DBM: How much time do you spend on your husband or wife?

CROSS: Whenever we have a free time, we spend it together.

DBM: Emotionally, do you feel connected than before?

CROSS: Not really!

DBM: Do you feel secure in the marriage?

CROSS: No! He tried adding up a wife some time ago, and it has changed my perception about the whole marriage.

DBM: Where do you see you and your spouse in the next 10 years?

CROSS: Outside the country with our children.

DBM: What is your ideal sex life?

CROSS: We’re always fuel and fire.

DBM: Rate your current sex life (out of 10)

CROSS: 12/10 😂😂

DBM: What is your understanding of love?

CROSS: Being there for each other and sharing the good, bad and ugly times together. And being available for/to our children.

DBM: Are you feeling loved in your marriage?

CROSS: Of course yes, although I sometimes feel caged.

DBM: Are you a good spouse?

CROSS: I am trying to be better than before.

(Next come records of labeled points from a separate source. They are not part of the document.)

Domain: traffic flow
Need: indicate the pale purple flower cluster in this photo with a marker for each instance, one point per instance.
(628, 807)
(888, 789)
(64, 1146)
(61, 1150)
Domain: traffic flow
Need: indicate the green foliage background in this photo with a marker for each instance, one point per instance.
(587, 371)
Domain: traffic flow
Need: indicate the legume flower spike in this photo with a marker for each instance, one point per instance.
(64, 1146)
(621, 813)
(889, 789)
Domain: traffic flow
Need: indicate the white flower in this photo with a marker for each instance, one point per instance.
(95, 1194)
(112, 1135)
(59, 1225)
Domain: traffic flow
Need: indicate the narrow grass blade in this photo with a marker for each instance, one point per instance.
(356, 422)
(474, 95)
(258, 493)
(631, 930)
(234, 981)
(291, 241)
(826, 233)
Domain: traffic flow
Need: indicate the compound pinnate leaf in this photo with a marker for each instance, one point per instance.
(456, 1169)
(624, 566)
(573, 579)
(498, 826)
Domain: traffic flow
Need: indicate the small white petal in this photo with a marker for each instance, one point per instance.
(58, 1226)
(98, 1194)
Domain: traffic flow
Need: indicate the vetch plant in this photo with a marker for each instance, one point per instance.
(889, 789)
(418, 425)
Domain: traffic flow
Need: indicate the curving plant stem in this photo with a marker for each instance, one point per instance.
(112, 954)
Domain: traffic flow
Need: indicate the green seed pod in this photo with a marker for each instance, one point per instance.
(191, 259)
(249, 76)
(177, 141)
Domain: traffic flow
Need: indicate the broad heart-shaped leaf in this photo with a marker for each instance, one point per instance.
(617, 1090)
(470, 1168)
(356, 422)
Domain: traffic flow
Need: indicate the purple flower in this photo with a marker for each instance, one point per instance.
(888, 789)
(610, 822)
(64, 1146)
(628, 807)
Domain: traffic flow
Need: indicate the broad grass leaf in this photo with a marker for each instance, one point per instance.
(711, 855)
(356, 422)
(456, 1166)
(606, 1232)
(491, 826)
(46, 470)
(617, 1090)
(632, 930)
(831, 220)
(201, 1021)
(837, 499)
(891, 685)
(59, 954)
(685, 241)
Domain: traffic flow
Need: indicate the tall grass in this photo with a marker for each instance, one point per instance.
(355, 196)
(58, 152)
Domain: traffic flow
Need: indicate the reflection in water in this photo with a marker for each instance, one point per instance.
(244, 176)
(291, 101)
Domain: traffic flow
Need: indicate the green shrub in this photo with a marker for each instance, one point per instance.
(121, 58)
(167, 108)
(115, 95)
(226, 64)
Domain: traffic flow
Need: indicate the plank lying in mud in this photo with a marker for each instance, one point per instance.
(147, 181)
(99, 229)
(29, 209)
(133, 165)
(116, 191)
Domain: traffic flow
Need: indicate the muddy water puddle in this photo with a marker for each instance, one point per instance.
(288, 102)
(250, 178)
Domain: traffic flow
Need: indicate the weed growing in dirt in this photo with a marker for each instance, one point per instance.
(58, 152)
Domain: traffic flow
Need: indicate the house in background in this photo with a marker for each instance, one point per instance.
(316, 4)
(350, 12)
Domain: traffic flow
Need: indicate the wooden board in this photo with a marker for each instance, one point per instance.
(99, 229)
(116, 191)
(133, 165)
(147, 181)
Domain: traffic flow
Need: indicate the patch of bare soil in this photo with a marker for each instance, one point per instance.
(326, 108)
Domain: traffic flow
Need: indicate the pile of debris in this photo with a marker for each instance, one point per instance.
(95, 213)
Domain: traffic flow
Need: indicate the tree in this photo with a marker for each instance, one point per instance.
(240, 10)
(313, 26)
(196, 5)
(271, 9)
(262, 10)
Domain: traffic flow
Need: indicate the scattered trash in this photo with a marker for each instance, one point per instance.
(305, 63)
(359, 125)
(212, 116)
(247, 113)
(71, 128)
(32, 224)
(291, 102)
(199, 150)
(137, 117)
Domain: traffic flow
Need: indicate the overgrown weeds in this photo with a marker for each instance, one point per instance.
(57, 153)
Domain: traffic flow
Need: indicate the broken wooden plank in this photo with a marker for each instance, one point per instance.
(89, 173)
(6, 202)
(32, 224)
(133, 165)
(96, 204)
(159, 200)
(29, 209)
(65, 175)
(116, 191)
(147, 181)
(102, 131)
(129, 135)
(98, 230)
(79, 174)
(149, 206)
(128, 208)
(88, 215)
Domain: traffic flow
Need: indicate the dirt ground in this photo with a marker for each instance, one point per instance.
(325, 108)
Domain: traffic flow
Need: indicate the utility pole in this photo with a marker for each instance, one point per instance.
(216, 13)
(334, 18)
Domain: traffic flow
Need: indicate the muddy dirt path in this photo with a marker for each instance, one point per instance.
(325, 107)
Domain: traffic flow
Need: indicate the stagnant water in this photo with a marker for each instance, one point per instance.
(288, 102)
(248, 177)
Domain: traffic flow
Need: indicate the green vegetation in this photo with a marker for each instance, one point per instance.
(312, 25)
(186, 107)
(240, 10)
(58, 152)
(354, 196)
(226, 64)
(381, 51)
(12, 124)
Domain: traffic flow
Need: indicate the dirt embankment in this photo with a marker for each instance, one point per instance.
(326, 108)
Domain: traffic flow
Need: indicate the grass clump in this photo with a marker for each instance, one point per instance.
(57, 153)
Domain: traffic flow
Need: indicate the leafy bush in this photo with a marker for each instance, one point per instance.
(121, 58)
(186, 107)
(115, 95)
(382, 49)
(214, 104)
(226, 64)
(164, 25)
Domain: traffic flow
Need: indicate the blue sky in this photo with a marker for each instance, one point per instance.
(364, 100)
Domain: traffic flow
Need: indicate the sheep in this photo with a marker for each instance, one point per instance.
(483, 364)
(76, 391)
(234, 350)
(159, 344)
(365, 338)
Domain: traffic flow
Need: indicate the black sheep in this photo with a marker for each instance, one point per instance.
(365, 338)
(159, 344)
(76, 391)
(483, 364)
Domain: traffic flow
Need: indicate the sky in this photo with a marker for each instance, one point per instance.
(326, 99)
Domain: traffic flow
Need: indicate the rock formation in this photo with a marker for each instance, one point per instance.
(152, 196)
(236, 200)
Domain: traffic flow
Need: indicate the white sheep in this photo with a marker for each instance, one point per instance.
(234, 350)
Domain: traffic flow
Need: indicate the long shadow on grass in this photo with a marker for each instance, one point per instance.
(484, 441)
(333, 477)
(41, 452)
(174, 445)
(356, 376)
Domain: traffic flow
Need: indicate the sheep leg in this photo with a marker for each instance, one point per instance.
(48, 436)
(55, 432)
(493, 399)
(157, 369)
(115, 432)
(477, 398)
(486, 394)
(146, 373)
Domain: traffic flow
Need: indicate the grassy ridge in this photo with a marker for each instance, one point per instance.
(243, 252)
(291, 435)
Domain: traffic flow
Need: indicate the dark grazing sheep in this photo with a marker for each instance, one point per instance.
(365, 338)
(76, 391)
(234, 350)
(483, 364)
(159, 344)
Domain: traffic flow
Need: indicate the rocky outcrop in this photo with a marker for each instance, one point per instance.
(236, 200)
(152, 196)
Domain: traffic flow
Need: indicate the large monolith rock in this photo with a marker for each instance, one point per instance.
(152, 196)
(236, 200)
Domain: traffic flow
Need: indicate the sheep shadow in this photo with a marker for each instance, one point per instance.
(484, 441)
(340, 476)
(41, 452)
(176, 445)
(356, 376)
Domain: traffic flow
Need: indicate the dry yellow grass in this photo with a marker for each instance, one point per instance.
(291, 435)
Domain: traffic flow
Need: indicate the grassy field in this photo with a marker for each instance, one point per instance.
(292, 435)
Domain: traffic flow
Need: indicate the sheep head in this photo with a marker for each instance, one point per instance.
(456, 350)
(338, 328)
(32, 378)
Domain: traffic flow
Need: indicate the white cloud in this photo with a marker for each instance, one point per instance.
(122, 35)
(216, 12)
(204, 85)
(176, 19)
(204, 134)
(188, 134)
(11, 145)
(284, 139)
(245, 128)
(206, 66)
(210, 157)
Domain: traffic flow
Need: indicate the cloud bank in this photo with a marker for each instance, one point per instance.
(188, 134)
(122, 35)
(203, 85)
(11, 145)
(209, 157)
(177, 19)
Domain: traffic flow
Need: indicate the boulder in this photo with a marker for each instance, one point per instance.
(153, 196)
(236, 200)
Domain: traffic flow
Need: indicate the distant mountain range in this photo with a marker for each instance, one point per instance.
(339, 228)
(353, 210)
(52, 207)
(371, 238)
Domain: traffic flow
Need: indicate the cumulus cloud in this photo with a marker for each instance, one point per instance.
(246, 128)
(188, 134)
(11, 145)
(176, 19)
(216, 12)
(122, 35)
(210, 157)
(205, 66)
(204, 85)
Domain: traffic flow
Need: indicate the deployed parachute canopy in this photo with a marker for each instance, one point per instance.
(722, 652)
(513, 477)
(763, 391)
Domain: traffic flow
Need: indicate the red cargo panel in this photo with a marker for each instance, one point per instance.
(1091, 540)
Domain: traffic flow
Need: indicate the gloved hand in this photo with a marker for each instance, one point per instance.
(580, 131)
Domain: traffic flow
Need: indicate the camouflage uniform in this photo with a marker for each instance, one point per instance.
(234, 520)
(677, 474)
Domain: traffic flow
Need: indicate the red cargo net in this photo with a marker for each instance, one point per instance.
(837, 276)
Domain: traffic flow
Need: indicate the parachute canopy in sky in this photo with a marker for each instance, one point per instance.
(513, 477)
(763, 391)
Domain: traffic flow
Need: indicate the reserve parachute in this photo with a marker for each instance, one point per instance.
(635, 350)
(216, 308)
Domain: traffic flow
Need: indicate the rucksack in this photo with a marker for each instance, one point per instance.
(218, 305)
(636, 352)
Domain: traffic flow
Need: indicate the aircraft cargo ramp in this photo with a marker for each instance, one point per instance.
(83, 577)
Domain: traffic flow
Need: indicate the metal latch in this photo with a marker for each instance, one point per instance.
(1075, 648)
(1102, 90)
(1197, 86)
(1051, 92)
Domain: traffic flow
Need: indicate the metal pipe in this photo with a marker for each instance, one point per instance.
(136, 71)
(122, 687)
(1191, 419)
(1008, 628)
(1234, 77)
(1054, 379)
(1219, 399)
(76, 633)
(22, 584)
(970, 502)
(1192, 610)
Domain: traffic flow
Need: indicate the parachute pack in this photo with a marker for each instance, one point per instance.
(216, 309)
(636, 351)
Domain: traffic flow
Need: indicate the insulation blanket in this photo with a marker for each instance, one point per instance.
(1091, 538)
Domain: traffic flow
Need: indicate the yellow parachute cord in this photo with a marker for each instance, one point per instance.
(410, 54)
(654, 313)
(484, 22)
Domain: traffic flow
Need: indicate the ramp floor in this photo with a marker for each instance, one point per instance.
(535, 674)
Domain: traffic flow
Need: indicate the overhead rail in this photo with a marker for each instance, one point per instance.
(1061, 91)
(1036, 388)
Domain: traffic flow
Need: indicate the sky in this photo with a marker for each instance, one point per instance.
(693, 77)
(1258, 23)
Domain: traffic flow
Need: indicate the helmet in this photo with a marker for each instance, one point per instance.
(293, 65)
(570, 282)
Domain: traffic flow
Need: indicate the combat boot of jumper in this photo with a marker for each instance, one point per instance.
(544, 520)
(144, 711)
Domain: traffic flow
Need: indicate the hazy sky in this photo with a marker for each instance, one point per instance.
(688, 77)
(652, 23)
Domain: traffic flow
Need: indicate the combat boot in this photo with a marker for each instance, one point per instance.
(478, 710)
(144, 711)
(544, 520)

DBM: Have you cheated on your husband or wife with another man or woman?

CROSS: Emotionally yes, but sexually/physically, no!

DBM: Say something to your spouse from your heart.

CROSS: I do have so much love and admiration for you honey. All I want is for you to get out of your comfort zone and explore more business-wise. I love how you love me and our children; please know we will enjoy this union if only you stay true to me. Yes, I’m not ready to share my husband with anyone!